Which are the areas of public health and service delivery that are most at risk to high heat exposure?
How should the City assess and prioritize activity based on measures of vulnerability and amongst other competing and complimentary priorities?
What are the financial and operational implications of planning for and responding to high-heat events (as well as the counterfactual – of not responding appropriately)?
What You’ll Do
To address these questions, the fellow will engage with key internal and external stakeholders to inform program design and implementation. Through their engagement and research, they will provide key inputs into developing an operational protocol for community and governmental resilience.
Key Deliverables Include:
- Working closely with the Risk and Resilience team to conduct a situational analysis to understand the current state. Deliverable: Contextual report on Cape Town’s unique vulnerability and necessity to respond to heat events and identification of two to three actions to build into implementation plans.
- Detail activities across specific areas of work as to how/why city must respond, including indicators for measuring progress. Deliverable: Draft response framework across proposed action areas.
- Integrating a high-heat response into seasonal planning for city services and embedding activity response framework across city functions. Deliverable: Reactive and proactive communications for internal and external stakeholders and draft monitoring and evaluation (M&E) framework leveraging data analytics to measure success of implemented strategies and inform future changes.
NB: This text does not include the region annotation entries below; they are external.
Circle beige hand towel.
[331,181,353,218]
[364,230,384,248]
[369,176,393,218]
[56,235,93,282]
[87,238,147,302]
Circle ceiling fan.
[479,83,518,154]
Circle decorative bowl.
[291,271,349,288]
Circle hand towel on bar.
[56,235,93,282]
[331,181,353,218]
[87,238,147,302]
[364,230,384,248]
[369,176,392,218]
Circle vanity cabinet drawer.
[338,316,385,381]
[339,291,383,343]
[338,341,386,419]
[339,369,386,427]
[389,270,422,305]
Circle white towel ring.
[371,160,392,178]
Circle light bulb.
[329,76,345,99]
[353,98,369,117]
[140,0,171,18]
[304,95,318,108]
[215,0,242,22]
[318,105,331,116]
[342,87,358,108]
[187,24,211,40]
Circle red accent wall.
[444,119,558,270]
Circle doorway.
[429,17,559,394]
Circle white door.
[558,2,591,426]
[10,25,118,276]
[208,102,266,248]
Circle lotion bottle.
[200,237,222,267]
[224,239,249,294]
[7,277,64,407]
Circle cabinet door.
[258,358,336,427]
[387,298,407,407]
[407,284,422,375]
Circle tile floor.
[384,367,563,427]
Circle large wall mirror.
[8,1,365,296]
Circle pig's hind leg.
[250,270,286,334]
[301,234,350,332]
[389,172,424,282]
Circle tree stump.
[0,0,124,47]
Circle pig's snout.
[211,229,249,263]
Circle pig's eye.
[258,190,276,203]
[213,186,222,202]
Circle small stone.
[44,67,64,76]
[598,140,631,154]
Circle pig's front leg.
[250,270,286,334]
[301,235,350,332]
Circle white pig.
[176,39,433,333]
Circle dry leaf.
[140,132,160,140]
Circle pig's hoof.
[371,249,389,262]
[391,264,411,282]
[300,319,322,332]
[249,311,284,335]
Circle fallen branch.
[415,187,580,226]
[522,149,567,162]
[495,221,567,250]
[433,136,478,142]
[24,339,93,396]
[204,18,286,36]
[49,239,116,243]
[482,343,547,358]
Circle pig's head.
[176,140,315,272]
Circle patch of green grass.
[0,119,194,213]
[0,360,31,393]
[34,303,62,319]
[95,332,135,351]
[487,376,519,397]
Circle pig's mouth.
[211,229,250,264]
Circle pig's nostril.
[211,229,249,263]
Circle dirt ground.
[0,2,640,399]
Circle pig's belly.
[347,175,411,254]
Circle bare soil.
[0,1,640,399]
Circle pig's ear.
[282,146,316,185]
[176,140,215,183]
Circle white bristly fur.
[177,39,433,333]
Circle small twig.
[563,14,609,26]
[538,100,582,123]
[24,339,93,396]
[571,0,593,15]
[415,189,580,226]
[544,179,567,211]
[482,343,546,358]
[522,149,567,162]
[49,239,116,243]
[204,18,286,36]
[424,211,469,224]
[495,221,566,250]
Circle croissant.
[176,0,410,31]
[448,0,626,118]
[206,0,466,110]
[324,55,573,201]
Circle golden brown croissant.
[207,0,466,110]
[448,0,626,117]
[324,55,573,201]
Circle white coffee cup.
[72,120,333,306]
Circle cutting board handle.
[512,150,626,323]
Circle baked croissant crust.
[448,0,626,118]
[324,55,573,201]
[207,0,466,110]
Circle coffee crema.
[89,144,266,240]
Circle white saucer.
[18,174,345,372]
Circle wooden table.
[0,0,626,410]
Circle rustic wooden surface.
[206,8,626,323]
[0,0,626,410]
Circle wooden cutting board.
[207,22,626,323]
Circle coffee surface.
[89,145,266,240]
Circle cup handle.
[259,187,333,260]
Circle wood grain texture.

- Presentation of recommendations for program implementation to key stakeholders, including the Risk and Resilience team as well as executive leadership.
What You’ll Bring
The fellow will be expected to possess the following skills:
- Data Analysis
- Financial Modeling
- Risk Management
- Mapping (GIS)
- Marketing and Communications
- Policy Analysis
- Writing and editing
Endnotes
1 Defined by the South African Weather Service (SAWS) as 3 consecutive days when the maximum temperature is 5°C above the mean maximum for the hottest month. It is important to acknowledge that sizable health impacts occur even on isolated days which have high temperatures, but do not fulfil the SAWS definition of a heatwave.